Потом они ушли, и время, смешавшись со снегом, стало влажным, холодным и липким. Ларисик вязла в нем, чувствуя, как леденеют ноги, как пальцы перестают слушаться, как по спине, по ложбинке, где прячется позвоночник, спускается холод, будто она, как оконное стекло, покрывается ледяными узорами. Гасли огни в девятиэтажке за офисом, троллейбусы и маршрутки больше не возникали в промежутке между домами, и только редкие машины иногда шуршали шинами по стремительно тающему на дороге снегу. Собаки в частных домах лаяли редко и глухо, но лай их далеко разносился в тишине не городским, а деревенским, чистым эхом.

Прошло четыре часа. У Ларисика не было часов – все они, едва купленные, ломались: то соскальзывали с ее тонкого запястья и разбивались вдребезги, то просто переставали идти, спешили или отставали – но она знала время и без них, угадывала внутренним собачьим чутьем: уверенно, до минуты.

Холода она уже не чувствовала: в сердце росла тревога за Эдика, который никогда не задерживался на работе так надолго. Время от времени Ларисик порывалась пойти к серой офисной двери, но сдерживалась, понимая, что ее не пустят, выгонят. Холодок, растущий в груди, колол больнее, чем зябкая сырость снаружи.

Наконец дверь открылась. Ларисик увидела Эдика – вместе с маленькой женщиной, что разговаривала с ним на балконе. Он был без пальто, в одном только свитере, и прятал руки в карманы брюк. Ларисик, конечно, пошла бы за ними: не задаваясь вопросами, просто глядя на Эдика, восхищаясь его походкой и тем, как красиво белый снег лежит на черных густых волосах... Но сейчас она видела что-то более важное: дверь, отделявшая ее от офиса, осталась открытой, и виднелась в глубине подъезда лестница, перечеркнувшая призрак темного крыльца, вонзившаяся бетоном ступенек в бесплотный козырек, когда-то украшенный резными дощечками. В будке у лестницы спал, запрокинув голову, краснолицый охранник.
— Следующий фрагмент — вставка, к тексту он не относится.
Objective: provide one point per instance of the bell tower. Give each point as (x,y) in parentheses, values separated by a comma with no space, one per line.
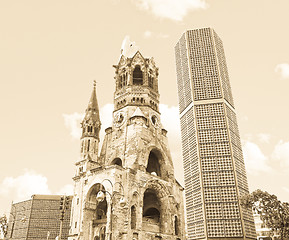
(90,129)
(129,192)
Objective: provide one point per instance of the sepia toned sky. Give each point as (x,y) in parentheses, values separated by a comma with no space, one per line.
(51,51)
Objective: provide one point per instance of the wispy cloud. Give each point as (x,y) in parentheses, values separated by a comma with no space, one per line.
(283,70)
(171,9)
(171,122)
(66,190)
(264,137)
(281,153)
(72,122)
(256,162)
(149,34)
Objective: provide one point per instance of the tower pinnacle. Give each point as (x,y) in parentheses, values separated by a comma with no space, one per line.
(90,128)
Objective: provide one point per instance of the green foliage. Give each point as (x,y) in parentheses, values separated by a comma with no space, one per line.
(273,212)
(4,225)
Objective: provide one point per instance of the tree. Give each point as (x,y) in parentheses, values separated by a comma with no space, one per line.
(4,225)
(273,212)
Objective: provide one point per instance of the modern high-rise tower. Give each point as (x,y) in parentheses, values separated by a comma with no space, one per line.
(215,175)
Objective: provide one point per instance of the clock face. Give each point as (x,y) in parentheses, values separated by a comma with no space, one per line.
(119,119)
(154,119)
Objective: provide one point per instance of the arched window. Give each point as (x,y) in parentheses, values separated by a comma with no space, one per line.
(151,207)
(153,166)
(176,226)
(151,81)
(137,76)
(117,161)
(102,233)
(133,217)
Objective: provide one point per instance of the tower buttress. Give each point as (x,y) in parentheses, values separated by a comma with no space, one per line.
(90,129)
Ларисик встала на четвереньки – прямо здесь, у забора – и, быстро-быстро перебирая руками и ногами, поползла внутрь. Рейтузы на коленках мгновенно промокли, трикотажная юбка напиталась грязной влагой, озябшие руки не слушались, и правая кисть подгибалась, стоило на нее опереться. Ларисик вползла внутрь, дрожа от холода и волнения, села, прижавшись спиной к теплой будке охраны, потом, переведя дыхание, двинулась вверх по лестнице – все так же, на четвереньках, чтобы охранник не заметил ее в боковое окошко.

На площадке между первым и вторым этажами было темно, и Ларисик вдруг ощутила безмятежное спокойствие. Она встала на ноги, отряхнула колени, оправила и очистила от налипшего снега юбку, сняла пальто и повесила его на согнутую руку – словно собиралась войти в дом, куда звана была в гости. Гордо распрямив спину, глядя в темноту широко раскрытыми немигающими глазами, пошла вперед и вверх, ощущая под ногами крутой скат крыши старого дома.

Второй этаж был тих и мертв. Дверь третьего была открыта. Ларисик вошла в узкий коридор и завертела головой. Слева вела на четвертый этаж, в мансарду, крутая лестница. Справа и чуть впереди оказалась стеклянная дверь балкона. Эдик курил здесь каждый день. Перевесив пальто на левую руку, Ларисик дотронулась до дверной ручки, которой касался он, погладила стекло и раму, ковырнула растрескавшуюся краску, и маленький ее осколок занозой засел под ногтем.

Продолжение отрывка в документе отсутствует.